We’ll also have a focus group devoted to teachers’ experiences with families as well as an indigenous healing circle. All of our facilitators are also Black and Latina; they are educators, clinical mental health professionals, and researchers devoted to educator mental health. This is more than a one off healing retreat. It is a space to process our own lived, collective trauma while we heal together and empower ourselves for a changed future.

We recognize that this can be a lot to dig into; it might trigger some very traumatic experiences. So we'll have debrief and decompress sessions in between. Mental health professionals will be present to support educators one-on-one if needed. We'll have communal lunch, music and enjoy one another's company.
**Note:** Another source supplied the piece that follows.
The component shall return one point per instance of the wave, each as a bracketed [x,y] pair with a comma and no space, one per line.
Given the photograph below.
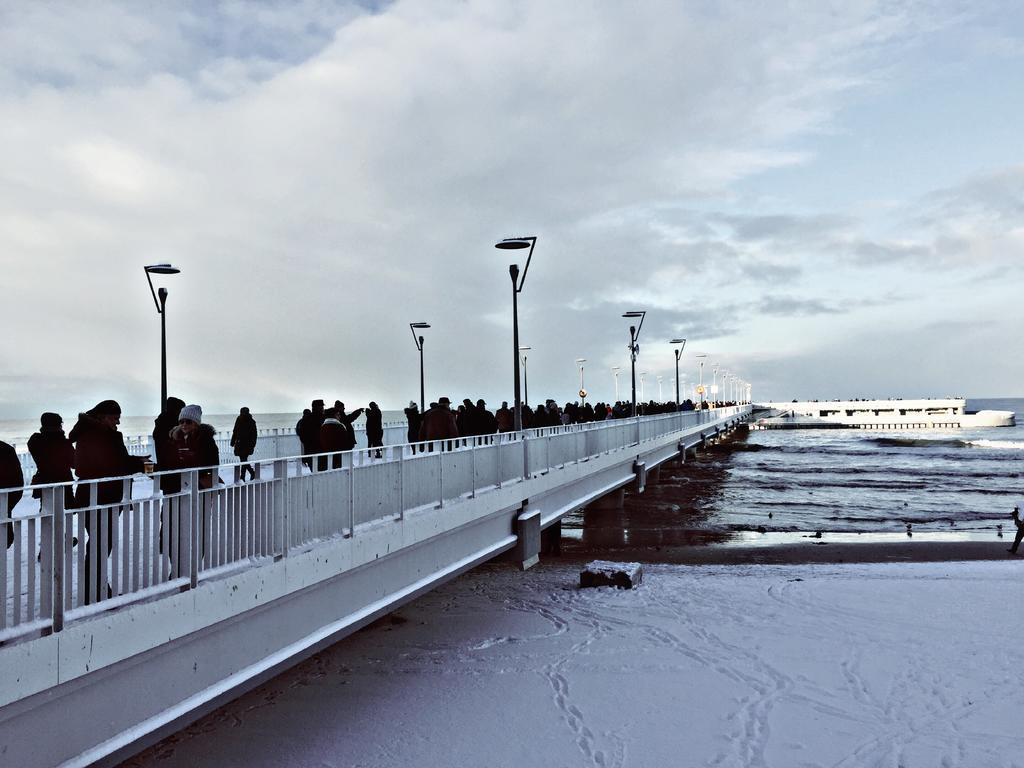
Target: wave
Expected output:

It was not random that we chose Indigenous People’s Day, this retreat is another way to redefine that day centering communities of color.

What are you hoping that the participants are taking away from the day? What are you hoping to take away from the day?

I hope we can provide a space for Black and Latina women educators to say, “I can let [myself] be seen and I can engage.” Only when we're in those spaces can we really dig into our traumatic experiences. That's when we start to do the healing, when we start to see and become aware of who we are. I think way too often educators and women of color are asked to hold the children of society, the men of society, and we are told to ignore ourselves. It happens from birth and is so pervasive that we’re not always fully aware of who we are.

“I think way too often educators and women of color are asked to hold the children of society, the men of society and we are told to ignore ourselves.”

Can you tell us about the significance of the space for the convening?

This place, El Barrio’s Artspace in East Harlem, was a miracle for us. Artspace is a national nonprofit arts organization specializing in creating, owning, and operating affordable spaces for artists and creative businesses. In El Barrio they redeveloped an abandoned public school. Imagine the loss of hope for children to walk by this abandoned public school in their community. Artspace fosters equitable, artist-led community development.

Our retreat is also about equitable community development. These educators truly love their work with children, but the system makes it impossible for them to do what they love. So hosting the retreat in an abandoned school that was repurposed to foster community empowerment is perfect. It’s as if we’re showing the powers at be what a school with supported, healthy educators should look and feel like.

How do you see FEELL evolving?

The FEELL retreat is a pilot where I lay out a model that can endure. My hope is that this can become an annual event that spreads to other states for more women of color. This model has teachers engage with their unvarnished experiences of racism and sexism because only with awareness can we truly delve into healthy identity development. When we become aware of our own identity we can act with intent rather than simply react as a means of survival. Awareness, identity development, and acting with intent… that is a different way to be an educator.

The media talks about teacher shortages, burnout, depression and anxiety as an epidemic. Notice how the blame is placed on the teacher. I agree, there is a public health epidemic but it is not grounded in the teacher. The teacher isn’t the problem, they are the casualty of the system that exploits them. I've heard so few solutions that are really about the teacher and supporting their mental and physical health. There are even fewer that are considerate of the most marginalized in our community, Black women. Self-care solutions place the onus on teachers to heal themselves as if they created the problem, and ignores the cultural norms of communal healing among women of color. So I'm hoping this gives a very clear tangible way to become aware, develop our identity and act with intent for a more empowered future. We can do this thing.

This interview has been edited for length and clarity.

Cindy Gray is a ParentCorps Educator.